4) Dare to be Great—”The fourth and very important things successful VCs and entrepreneurs do is, ‘Dare to be great,’” says McCance. “To me that means that successful new businesses will not be created very often by being only 10 percent faster, smaller, cheaper, etc. The advantages of the incumbent in the marketplace are too great to be only marginally better as the startup. The really great new company successes offered transformational ways of doing things.”
Of course, a great VC does far more than the above—those are just headlines of a sort. In addition to those four principles, says McCance, Greylock founder Bill Elfers instilled the firm with a culture/philosophy that he believes remains important today, 45 years later. Like the principles above, it also has four main elements.
“First is respect for the entrepreneur. He or she strives to be ‘best actor or actress.’ The VC…should strive to be ‘best supporting actor’ or, in other words, the best director the CEO has. Second, you must have a long term investing horizon. It takes a long time to build a great company. Third, have a compatible set of limited partners who embrace this time horizon and treat them as partners.” (Greylock, he says, long held quarterly meetings for its limited partners, and still meets twice a year with its LPs.)
“Finally,” he says, “make sure all interests are aligned.” McCance refers specifically to the fact that “Greylock has always had a budget-based fee structure, with arguably under market current income and above market carried interest.” Here we are getting into the more nuanced details of how venture firms work. You can read this post from Xconomist Paul Kedrosky that explains everything in fantastic detail. Suffice it to say that most venture firms charge an annual fee to cover overhead such as rent and partner salaries that is a percentage (typically 2 percent) of the total funds they have raised.

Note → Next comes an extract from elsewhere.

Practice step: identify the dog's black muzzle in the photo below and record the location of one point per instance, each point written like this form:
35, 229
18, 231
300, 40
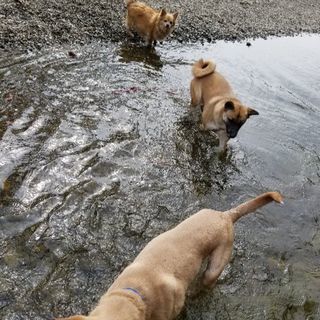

Greylock believes this can create a misalignment of interests between the limited partners who invest in the firm and the general partners who invest the funds in startups by encouraging GPs to raise ever-larger funds and reducing the incentive to perform. Instead of taking a big annual fee up front, Greylock’s model is to ask the LPs to simply reimburse the firm for overhead but to charge a larger percentage of the profits generated by successful liquidity events, called “carry” in VC parlance. In a structure like Greylock’s, McCance argues, “the general partner’s interest and the limited partner’s interest are aligned. We get paid, not for gathering assets, but for helping create great companies.”